Sean Garland, president of the Workers’ Party and alleged leader of the Official IRA, was arrested on Friday evening as he was preparing to deliver the keynote speech at his party’s annual conference in Belfast. The US Government is seeking his extradition, arguing that he and others have “engaged in buying, transporting and either passing as genuine or reselling large quantities of high-quality counterfeit $100 notes”.
It further alleges that Mr Garland “arranged with North Korean agencies for the purchase of quantities of notes and enlisted other people to disseminate” the money in the UK.
The 71-year-old IRA veteran was arrested by Police Service of Northern Ireland officers and appeared in Belfast Magistrate’s Court the next morning.
The so-called “superdollars” have been tracked for decades by FBI officers. Defectors from North Korea involved in their production have revealed that the secretive communist state intended to flood the world with the near-perfect notes in an attempt to destroy the US economy, a project which shared equal importance with the nuclear missiles programme.
Mr Garland, who lives in Navan, Co Meath, in the Irish Republic, was the subject of a briefing to the US’s top intelligence chiefs in the late 1990s, according to a BBC Panorama documentary of last year.
One US investigator conservatively estimates the number of “superdollars in circulation in the US alone at $30 million”.
Mr Garland was released on bail of three sureties of £10,000 each and on condition that he remained at an address in Co Down, Northern Ireland.
A solicitor for Garland told Judge Tom Burgess that his client “strenuously protests his innocence”, but the Crown lawyer argued that if released there was a “substantial risk” that Garland would not come back to face his extradition.
He told the court: “We say in simple terms that the defendant would have a strong incentive to flee back to the Republic of Ireland.”
The warrant for his arrest was issued on May 19, posing questions as to why the US authorities did not simply seek him through the Republic’s courts.

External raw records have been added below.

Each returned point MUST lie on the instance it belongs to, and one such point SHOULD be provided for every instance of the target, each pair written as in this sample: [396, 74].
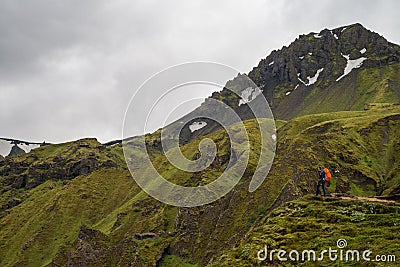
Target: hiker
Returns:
[321, 181]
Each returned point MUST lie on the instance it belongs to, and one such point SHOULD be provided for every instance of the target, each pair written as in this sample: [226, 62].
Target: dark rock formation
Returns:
[15, 151]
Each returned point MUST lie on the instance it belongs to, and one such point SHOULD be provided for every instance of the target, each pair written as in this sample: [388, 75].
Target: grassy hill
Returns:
[99, 216]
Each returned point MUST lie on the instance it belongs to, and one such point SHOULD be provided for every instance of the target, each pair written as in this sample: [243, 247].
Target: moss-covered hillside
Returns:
[95, 214]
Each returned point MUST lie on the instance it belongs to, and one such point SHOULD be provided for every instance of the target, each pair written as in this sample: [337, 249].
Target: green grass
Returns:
[317, 225]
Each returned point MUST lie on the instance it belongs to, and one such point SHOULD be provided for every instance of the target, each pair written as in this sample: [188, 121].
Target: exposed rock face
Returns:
[15, 151]
[295, 78]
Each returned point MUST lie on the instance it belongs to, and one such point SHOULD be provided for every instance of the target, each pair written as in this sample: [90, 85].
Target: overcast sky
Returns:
[69, 68]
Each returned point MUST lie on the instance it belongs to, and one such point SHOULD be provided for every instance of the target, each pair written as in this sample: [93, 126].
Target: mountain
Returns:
[76, 204]
[342, 69]
[15, 150]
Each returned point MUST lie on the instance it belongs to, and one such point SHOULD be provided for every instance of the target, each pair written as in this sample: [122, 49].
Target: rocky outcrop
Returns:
[15, 151]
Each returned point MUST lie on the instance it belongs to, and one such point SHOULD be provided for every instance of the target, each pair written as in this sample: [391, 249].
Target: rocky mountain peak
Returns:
[324, 50]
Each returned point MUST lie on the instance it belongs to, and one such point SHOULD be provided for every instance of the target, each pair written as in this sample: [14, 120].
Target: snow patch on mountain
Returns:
[249, 94]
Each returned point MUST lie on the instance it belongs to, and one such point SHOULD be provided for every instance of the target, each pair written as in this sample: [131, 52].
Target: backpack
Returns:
[328, 175]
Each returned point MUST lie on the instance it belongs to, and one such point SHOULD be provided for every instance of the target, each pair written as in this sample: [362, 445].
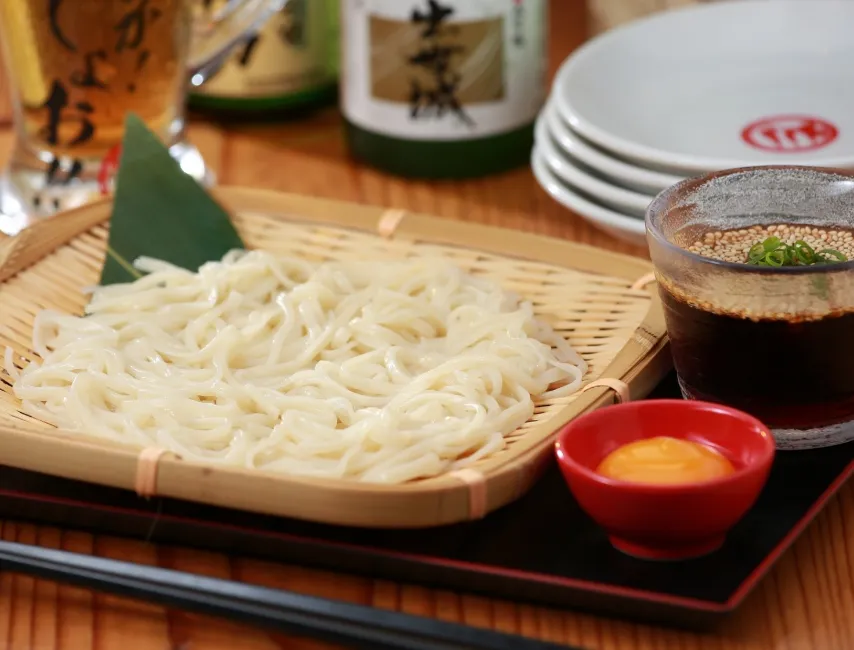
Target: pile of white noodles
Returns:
[380, 372]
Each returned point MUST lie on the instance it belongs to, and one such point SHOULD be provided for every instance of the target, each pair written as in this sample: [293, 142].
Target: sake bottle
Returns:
[442, 88]
[289, 67]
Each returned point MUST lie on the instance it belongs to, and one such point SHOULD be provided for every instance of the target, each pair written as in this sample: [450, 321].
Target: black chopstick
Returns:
[355, 626]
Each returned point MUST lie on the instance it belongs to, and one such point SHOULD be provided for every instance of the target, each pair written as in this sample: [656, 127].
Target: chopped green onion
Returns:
[773, 252]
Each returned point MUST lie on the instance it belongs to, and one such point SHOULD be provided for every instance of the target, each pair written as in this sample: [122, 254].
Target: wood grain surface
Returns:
[806, 602]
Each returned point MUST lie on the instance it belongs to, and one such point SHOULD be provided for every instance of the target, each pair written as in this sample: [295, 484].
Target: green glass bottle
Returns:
[442, 88]
[289, 67]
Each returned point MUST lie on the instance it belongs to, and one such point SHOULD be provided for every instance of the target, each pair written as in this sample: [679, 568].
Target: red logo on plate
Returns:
[790, 133]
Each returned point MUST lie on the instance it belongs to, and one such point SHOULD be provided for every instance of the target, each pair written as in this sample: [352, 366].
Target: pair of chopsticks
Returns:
[326, 620]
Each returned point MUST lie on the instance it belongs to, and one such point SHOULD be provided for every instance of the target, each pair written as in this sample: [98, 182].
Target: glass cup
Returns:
[774, 341]
[76, 67]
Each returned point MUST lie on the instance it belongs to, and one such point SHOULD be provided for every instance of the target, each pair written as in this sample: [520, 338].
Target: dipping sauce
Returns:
[665, 461]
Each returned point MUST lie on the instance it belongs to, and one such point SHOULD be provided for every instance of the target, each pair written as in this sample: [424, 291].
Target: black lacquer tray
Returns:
[542, 548]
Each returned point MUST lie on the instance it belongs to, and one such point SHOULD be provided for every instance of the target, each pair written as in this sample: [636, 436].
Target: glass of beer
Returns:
[77, 67]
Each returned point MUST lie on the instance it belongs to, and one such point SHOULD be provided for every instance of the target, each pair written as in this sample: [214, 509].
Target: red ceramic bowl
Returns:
[666, 522]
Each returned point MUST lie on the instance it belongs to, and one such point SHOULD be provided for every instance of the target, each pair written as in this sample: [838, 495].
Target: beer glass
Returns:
[77, 67]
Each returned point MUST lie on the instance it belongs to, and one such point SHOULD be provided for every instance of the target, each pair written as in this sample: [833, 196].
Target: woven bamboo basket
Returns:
[587, 294]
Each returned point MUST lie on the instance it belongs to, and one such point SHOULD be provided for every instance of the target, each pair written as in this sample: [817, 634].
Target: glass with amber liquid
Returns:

It is estimated that around 20 extradition warrants for Irish citizens have been turned down by Irish courts in the past five years.
The US authorities now have more than 60 days in which to seek his extradition.
Mr Garland has previously described the accusations as “gross slanders and lies”, but the allegations first surfaced in a book by Bill Gertz, national security correspondent for the the Washington Times.
In 2002 a former KGB agent and two British criminals were jailed by a Birmingham court for their part in distributing the superdollars. Mr Garland was described in court as “the top jolly” of the Official IRA, the group from which the Provisional IRA split in 1969, and accused of acting as the middleman for the notes.
Mr Garland is a major IRA figure of the past century. He joined the British Army in the 1950s in order to steal weapons and later took part on a botched attack on Brookeborough barracks in Co Fermanagh, in which Sean South and Fergal O’Hanlon were shot dead.
Under fire Mr Garland carried the dying South on his shoulder back across the border, earning a place in a famous Republican ballad commemorating the deed.